Art is just one category of collectible digital assets. More than 70% of global wealth manager Credit Suisse’s clients are collectors, with a third of them being new collectors, global chief investment officer Michael Strobaek said in a report last fall.

That same report found 44% of ultra high net worth individuals allocate 2% to 5% of their wealth to collectibles (meaning, in this survey, things like fine art, fine wine, classic cars, jewelry and watches). Some 31% allocate more than 5%.

Over the next decade digital art could take on a more expansive role in the traditional art world, in decentralized finance and in an increasingly digital society as a whole as it becomes attractive as a store of value that generates moderate positive real return and has a low correlation with stocks and bonds similar to traditional, physical art.

“There’s a generational shift” of wealth taking place, Kicks said. “The younger generations are way more familiar with creating and consuming digital value and this generation is, for the majority of their lives, going to have the vast majority of their net worth in digital value, not in art on walls or in houses.”

Fuelling the fire

It’s easiest to attribute the sudden revival of digital art these past few months to bitcoin’s continuous rise. 

“It’s like how altcoins always go up as bitcoin goes up and there’s a lot more wealth generated,” said Gregory Landegger, vice president at Parsons & Whittemore and an investor in the gaming industry.

Kicks said the strong correlation between the NFT resurgence and the price appreciation of bitcoin and ether will continue to “add more fuel to the fire.”

“Once we have a more meaningful context through which to interact with digital art, I 100% think it will resonate more with collectors, but for the time being, it’s largely speculative,” he said. “The market’s completely overheated.”

Kicks suggested that some of the sales that take place on popular marketplaces might not be entirely legitimate with early adopters, investors, influencers and other participants in the NFT market hyping it up. 

“There could, in theory, be a degree of collusion between large whales and even platform operators to boost sale prices and improve the optics of this space,” he wrote in an analyst note last month shared with Blockworks. “In time, as price history is developed on the ultra-rare pieces, we will be able to use on-chain analysis to track patterns of activity across top collectors and generate insights into this theory.”

Landegger echoed that sentiment.

“There’s a little bit of a promotion that we’re doing because we want to build a business,” he said. “From the provenance side there are some real benefits as something for the future, but until we get better displays, well I don’t get the purpose of it.

Is the market hot or overheated?

Last month a video clip of LeBron James sold for $100,000 and a tweet by investor and Dallas Mavericks owner Mark Cuban sold for $952. This month actress Lindsay Lohan sold an image of her face for more than $17,000 which was quickly resold for $57,000. 
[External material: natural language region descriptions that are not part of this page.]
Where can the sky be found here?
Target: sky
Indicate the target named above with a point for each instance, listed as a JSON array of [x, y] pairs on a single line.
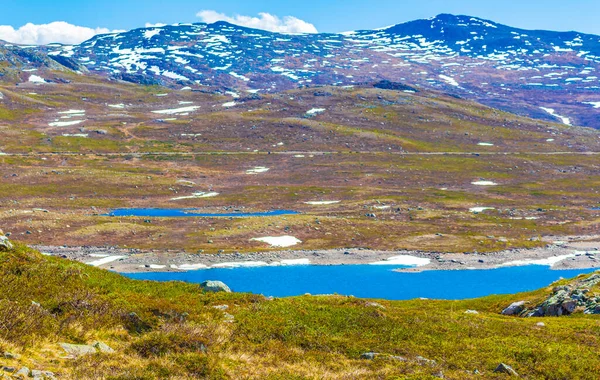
[[73, 21]]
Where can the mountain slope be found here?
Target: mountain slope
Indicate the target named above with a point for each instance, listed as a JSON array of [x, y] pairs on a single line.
[[551, 75]]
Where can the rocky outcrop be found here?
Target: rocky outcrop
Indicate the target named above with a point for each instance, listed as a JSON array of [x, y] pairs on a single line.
[[389, 85], [76, 350], [5, 244], [503, 368], [515, 308], [564, 300], [215, 287]]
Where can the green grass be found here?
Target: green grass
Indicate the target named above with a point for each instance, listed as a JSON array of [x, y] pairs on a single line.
[[176, 333]]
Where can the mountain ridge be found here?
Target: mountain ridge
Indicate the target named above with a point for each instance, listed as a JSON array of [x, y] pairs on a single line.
[[541, 74]]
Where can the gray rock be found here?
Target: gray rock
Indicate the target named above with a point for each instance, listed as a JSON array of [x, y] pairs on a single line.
[[103, 347], [215, 287], [515, 308], [5, 244], [10, 355], [503, 368], [422, 360], [369, 355], [75, 350], [23, 372]]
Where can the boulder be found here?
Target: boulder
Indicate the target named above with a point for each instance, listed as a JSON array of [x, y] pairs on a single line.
[[37, 374], [10, 355], [503, 368], [23, 373], [103, 347], [369, 355], [215, 287], [5, 244], [515, 308], [76, 350]]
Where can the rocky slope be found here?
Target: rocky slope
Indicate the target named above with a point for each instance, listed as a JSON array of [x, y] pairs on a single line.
[[542, 74]]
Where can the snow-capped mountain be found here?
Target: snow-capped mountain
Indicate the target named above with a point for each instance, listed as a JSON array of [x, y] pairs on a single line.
[[544, 74]]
Though Kicks said the market is overheated today, he doesn’t see any big crashes coming soon. Investors should be “sensible,” however; they should learn who the creators are, know how many drops they’re doing and how many additions there will be, he said. (A drop is a release of a limited number of items, that often sell out quickly and are resold for much more.)
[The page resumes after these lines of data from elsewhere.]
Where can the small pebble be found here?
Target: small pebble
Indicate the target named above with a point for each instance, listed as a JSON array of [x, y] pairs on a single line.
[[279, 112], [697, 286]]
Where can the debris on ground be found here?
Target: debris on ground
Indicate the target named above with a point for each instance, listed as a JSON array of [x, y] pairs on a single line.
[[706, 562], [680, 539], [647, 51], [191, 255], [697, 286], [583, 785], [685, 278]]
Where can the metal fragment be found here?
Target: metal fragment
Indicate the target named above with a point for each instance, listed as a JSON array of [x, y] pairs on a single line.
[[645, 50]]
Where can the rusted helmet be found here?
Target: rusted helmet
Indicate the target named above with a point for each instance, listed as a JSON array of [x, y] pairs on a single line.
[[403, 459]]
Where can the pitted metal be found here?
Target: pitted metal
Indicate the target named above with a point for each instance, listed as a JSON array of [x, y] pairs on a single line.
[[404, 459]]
“Any kind of crash is sort of imperceptible,” he said. “The artwork won’t change hands again for ages, but because it’s low velocity, we’re not going to have another price point until three years from now.”

“Sometimes it might look on face value that the market’s still at X, but realistically if there’s a piece that hasn’t sold at its most recent sell price for 12 months, the true market value of that is probably way lower,” he added. “Because [digital art] is changing hands so infrequently it’s hard to actually get a gauge on the market.”

While it might be hard to gauge the market today, one thing is certain according to Kicks, NFTs and digital art are a game changer in the long term.